When it comes to choosing a financial forecasting model that offers accurate, reliable data to inform strategic decision-making, businesses face a spectrum of options. You can choose between simple forecasting options and complex methods requiring business software to account for all of the different variables being considered.
Each approach offers its own strengths and weaknesses, so businesses have to choose the forecasting method that best suits their needs and their goals in projecting future finances.
It’s important to keep in mind that no financial forecast is foolproof. Because your organization is attempting to make future predictions based on information and insights rooted in the past, there is always a margin for error, no matter how robust of a forecasting method you choose. Instead, businesses are seeking a forecasting method that offers general reliability in helping frame and inform financial decisions such as budgeting and hiring.
Forecasting methods typically fall into one of two categories: qualitative and quantitative forecasting. Here’s a look at each school of thought, along with some of the leading forecasting methods used by businesses today.
Quantitative Forecasting Methods
Quantitative financial forecasting takes a straightforward approach to generating forecasts based on hard data. Typically, quantitative forecasting is more effective when dealing with data points such as future sales growth and tax topics, rather than subject matter that has less concrete data to guide these forecasts.
Although quantitative forecasting takes the guesswork out of the process, it can also be limited by a lack of human expertise, resulting in a deficit of important context that could alter forecasts significantly. Still, it’s a useful tool in a number of business scenarios, especially in cases where your historical business data is a reliable resource for projecting future results.

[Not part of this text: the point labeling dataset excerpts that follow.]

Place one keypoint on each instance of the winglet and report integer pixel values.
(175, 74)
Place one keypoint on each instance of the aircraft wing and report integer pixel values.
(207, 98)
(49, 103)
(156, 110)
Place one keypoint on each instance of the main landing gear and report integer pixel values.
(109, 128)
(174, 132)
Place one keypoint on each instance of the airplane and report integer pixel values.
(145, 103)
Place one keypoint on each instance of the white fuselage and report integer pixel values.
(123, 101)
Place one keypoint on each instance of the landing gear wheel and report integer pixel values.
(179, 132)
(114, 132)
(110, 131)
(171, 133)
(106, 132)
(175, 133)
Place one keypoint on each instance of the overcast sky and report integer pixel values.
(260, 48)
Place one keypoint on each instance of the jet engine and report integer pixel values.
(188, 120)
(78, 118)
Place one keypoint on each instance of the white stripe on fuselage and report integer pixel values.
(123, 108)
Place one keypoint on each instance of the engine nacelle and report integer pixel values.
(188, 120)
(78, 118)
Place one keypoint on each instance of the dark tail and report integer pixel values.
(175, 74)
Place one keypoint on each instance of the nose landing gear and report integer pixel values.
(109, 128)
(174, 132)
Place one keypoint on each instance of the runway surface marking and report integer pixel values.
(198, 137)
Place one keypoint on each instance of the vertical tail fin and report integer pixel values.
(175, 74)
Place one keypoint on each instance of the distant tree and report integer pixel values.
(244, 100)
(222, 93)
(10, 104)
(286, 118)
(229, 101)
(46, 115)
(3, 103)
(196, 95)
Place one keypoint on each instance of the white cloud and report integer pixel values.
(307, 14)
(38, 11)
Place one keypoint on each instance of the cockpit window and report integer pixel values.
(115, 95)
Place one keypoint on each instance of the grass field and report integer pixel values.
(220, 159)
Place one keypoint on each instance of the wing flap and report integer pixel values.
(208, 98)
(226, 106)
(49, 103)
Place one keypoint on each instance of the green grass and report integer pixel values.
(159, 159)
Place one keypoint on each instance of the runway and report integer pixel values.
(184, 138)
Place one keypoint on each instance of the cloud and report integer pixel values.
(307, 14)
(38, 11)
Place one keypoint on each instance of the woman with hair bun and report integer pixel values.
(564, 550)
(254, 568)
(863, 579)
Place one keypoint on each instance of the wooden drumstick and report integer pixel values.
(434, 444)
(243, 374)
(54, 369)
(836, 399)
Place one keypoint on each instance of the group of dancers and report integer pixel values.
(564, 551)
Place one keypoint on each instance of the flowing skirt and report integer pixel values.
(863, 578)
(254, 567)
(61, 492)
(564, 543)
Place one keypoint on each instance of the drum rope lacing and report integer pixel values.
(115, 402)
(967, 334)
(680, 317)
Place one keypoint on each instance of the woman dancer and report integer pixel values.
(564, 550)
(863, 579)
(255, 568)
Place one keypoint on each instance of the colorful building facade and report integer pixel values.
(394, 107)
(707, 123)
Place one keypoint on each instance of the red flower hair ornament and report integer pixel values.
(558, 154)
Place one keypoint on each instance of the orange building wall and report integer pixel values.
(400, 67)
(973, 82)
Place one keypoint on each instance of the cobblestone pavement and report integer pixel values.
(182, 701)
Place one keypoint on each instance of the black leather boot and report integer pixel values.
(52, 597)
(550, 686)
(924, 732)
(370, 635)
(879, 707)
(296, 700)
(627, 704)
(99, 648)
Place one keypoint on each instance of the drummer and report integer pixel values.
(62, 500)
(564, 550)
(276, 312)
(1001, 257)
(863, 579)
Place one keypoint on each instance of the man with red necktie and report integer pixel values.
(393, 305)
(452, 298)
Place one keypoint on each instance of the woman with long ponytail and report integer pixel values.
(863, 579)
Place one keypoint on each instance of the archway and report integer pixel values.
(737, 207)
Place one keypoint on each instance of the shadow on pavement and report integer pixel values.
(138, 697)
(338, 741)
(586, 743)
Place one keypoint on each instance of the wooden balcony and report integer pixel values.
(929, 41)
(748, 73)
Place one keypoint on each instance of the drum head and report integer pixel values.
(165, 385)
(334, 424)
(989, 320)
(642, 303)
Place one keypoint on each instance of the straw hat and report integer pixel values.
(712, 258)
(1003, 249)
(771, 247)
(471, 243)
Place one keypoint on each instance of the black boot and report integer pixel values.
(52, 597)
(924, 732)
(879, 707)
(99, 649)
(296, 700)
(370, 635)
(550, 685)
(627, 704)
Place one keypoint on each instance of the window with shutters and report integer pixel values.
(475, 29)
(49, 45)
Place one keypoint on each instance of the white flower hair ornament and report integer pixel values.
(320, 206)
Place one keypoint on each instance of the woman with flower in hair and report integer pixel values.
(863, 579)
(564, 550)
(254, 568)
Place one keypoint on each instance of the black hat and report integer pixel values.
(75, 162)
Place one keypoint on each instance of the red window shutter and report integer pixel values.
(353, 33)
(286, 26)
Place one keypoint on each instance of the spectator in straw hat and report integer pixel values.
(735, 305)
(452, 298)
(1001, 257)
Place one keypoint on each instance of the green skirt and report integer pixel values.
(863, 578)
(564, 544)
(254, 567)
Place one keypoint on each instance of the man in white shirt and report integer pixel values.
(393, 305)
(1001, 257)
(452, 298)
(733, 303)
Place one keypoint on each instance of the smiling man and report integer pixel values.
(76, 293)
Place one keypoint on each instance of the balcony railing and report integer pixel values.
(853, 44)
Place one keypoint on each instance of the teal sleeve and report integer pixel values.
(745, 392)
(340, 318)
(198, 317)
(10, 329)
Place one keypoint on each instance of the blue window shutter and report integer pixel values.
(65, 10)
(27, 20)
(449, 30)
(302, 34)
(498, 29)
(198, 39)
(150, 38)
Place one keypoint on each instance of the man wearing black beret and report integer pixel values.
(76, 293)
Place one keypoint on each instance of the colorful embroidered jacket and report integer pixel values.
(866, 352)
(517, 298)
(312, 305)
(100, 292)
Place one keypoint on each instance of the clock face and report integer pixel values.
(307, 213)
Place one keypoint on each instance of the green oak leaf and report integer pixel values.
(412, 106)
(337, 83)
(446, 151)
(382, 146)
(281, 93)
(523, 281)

Here are some of the top quantitative models used by businesses.
A straight-line forecasting method is one of the easiest to implement, requiring only basic math and providing reasonable estimates for what businesses can anticipate in future financial scenarios. Straight-line forecasting is commonly used when a business is assuming revenue growth in the future.
Your business may use its past revenue growth rate as a standard for growth in the future. If revenues have grown by an average of 7 percent over the past three years, for example, you could assume a similar growth rate for the next 3-5 years with the straight-line method.
Of course, many variables will affect not only your revenue growth, but also your net profits over that period of time. But this method can still be effective when you’re setting financial goals and budgets, and creating plans for the future based on where you expect your company to be.
A moving average is the average performance of a specific metric over a specific period of time. Typically, a moving average is used to evaluate on monthly time frames, rather than yearly time frames. It’s often used to evaluate revenues, profits, sales growth, stock prices, and other common financial metrics.
A moving average is great for smoothing out performance over time to get a better understanding of your company’s financial trends. If you’re in an industry where sales and revenue can fluctuate over time, a three- or five-month moving average can help you make sense of the peaks and valleys that take place from one month to the next.
Time series is an umbrella term representing a few different approaches to financial forecasting. The strategy behind this forecasting method is to identify patterns in historical data that will repeat in the future, enabling data-driven forecasting across a range of financial metrics.
You can use this in cases where performance is expected to be fairly steady. For example, time series forecasting can use sales and revenue growth from prior months to estimate performance in the upcoming month. Or, if a straight translation of these trends isn’t accurate to your business results, you could embrace a smoothing approach to time series forecasting, using averages of these numbers to eliminate extremes and forecast a time-bound pattern for performance into the future.
In cases where seasonal or other trends can affect forecasts, time series forecasting also allows for historical data to be adjusted based on these trends. If you’re a retailer experiencing peak sales and revenue in the fourth quarter of every year, for example, this can be accounted for in time series forecasting.
Linear regression is a graphical representation of the relationship between two or more data points. It uses the relationship between x and y variables to chart a trend line illustrating the relationship between the two.
Sales and profits serve as an easy example. If sales increase, profits are likely to increase, creating a linear regression that shows a positive correlation between the two. But if sales increase and profits decrease, it can indicate other problems, such as rising expenses that are cutting into profits—including, potentially, an increased cost per conversion that is reducing the value of your company’s sales efforts.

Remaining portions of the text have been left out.